Spark looks to expand Bomen solar farm and add big battery, wind also on horizon

Bomen solar farm. Supplied.

Network company Spark Infrastructure says it is looking at the possible expansion of its newly completed Bomen solar farm in New South Wales, and is also looking at adding a big battery to the project.

In a presentation at the company’s annual general meeting on Wednesday, CEO Rick Francis said the company was also looking at opportunities for new wind and solar developments in NSW, Victoria and Queensland, particularly as some international developers look to exit the market because of the impact of the Covid-19 pandemic and new foreign investment rules.

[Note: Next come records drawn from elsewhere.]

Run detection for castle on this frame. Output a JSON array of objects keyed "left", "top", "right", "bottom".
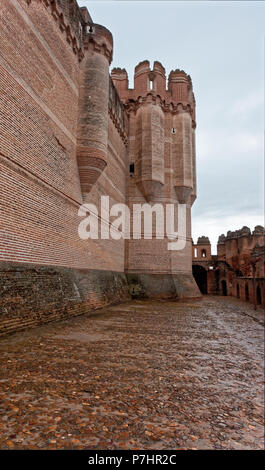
[
  {"left": 0, "top": 0, "right": 200, "bottom": 334},
  {"left": 192, "top": 225, "right": 265, "bottom": 307}
]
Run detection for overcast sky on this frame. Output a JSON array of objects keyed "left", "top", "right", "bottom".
[{"left": 79, "top": 0, "right": 265, "bottom": 252}]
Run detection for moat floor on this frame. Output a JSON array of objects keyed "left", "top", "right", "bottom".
[{"left": 0, "top": 297, "right": 264, "bottom": 449}]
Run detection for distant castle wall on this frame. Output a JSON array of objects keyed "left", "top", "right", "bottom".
[{"left": 192, "top": 225, "right": 265, "bottom": 307}]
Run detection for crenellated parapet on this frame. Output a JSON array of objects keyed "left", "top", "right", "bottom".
[
  {"left": 111, "top": 60, "right": 196, "bottom": 205},
  {"left": 83, "top": 23, "right": 113, "bottom": 64},
  {"left": 22, "top": 0, "right": 86, "bottom": 61}
]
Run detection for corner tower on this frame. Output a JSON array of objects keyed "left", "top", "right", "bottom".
[{"left": 111, "top": 60, "right": 200, "bottom": 297}]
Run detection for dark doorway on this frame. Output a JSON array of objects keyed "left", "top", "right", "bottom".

The 100MW Bomen solar farm is Spark’s first foray into the ownership of large scale renewables, and signals its biggest push away from the regulated environment of network ownership. (Spark owns $18 billion of distributed networks in South Australia and Victoria and a 15 per cent share in transmission group Transgrid).

Unlike many other new solar and wind projects, the Bomen solar farm has been completed on time and on budget (by its contracting unit Beon Energy Solutions). Bomen is currently producing at a commissioning “hold point”, and Francis says the company is expecting to reach full commercial operation by the end of June.

Francis says the company is assessing the business case for adding up to 20MW/40MWh of battery storage to the Bomen Solar Farm, and expanding the size of the solar plant.

“(We are also) actively exploring new opportunities in the renewables sector as part of our “Value Build” strategy,” Francis says in notes to his presentation. “Greenfield development projects (wind and solar) in NSW, QLD and Victoria are of particular interest.”

The push into large scale renewable projects is part of a diversification plan for Spark, which says it is still nevertheless well placed for what it sees as the unstoppable transition to a renewables-dominated grid over the next decade or two.

It cites the Integrated System Plan put together by the Australian Energy Market Operator, and the need for two major new transmission links – the $1.5 billion Project EnergyConnect linking South Australia to NSW, and the $1.4 billion HumeLink to connect Snowy 2.0 to the NSW grid.

Another potential link to west Victoria is also on the cards, plus there is the potential upgrade of the link from NSW to Queensland, and more than $2 billion that could be spent on new renewable energy zones in NSW.

Francis noted that more 30GW of new large scale renewable energy would likely be built to replace existing coal generators by 2040, with up to 21GW of new dispatchable resources including pumped hydro, battery storage, demand response and “virtual power plants”. There was no mention of gas. And rooftop solar is expected to more than double to around 25GW.

“We will continue to look at further opportunities as we develop a business platform focused on renewable energy and new technologies,” he said.

However, Francis had another dig at Australian regulators and the country’s regulatory framework, which he said must adapt to the changing way the networks are being used such as the shift from one-way transportation of electricity from centrally located generation plants to two-way flows of electricity between consumers.

“As we see the grid being used as a platform to support the efficient exchange of energy the regulatory framework must evolve to better reflect the outcomes valued by consumers,” he said.

“Over the last few years, there have been significant changes and interventions in the regulatory regime which have delivered short term manufactured reductions in prices to consumers, but have added long-term uncertainty and risk to the regulatory framework. As long-term investors in energy infrastructure, we are committed to ensuring consumers receive services at the lowest sustainable and efficient cost.

“Most recently we have pressed the Regulator regarding their persistent overestimation of inflation which actually prevents regulated businesses from recovering the allowed revenues determined by the Regulator.

“In the current environment, an artificially low rate of return for a regulated business will have the effect of constraining its ability to return to normal operating circumstances as quickly as possible following the Covid-19 pandemic.

“It also puts pressure on their ability to sustain its existing workforce and to invest in the network to support the current and future needs of customers and the electricity system over the next five years of its regulatory determination.”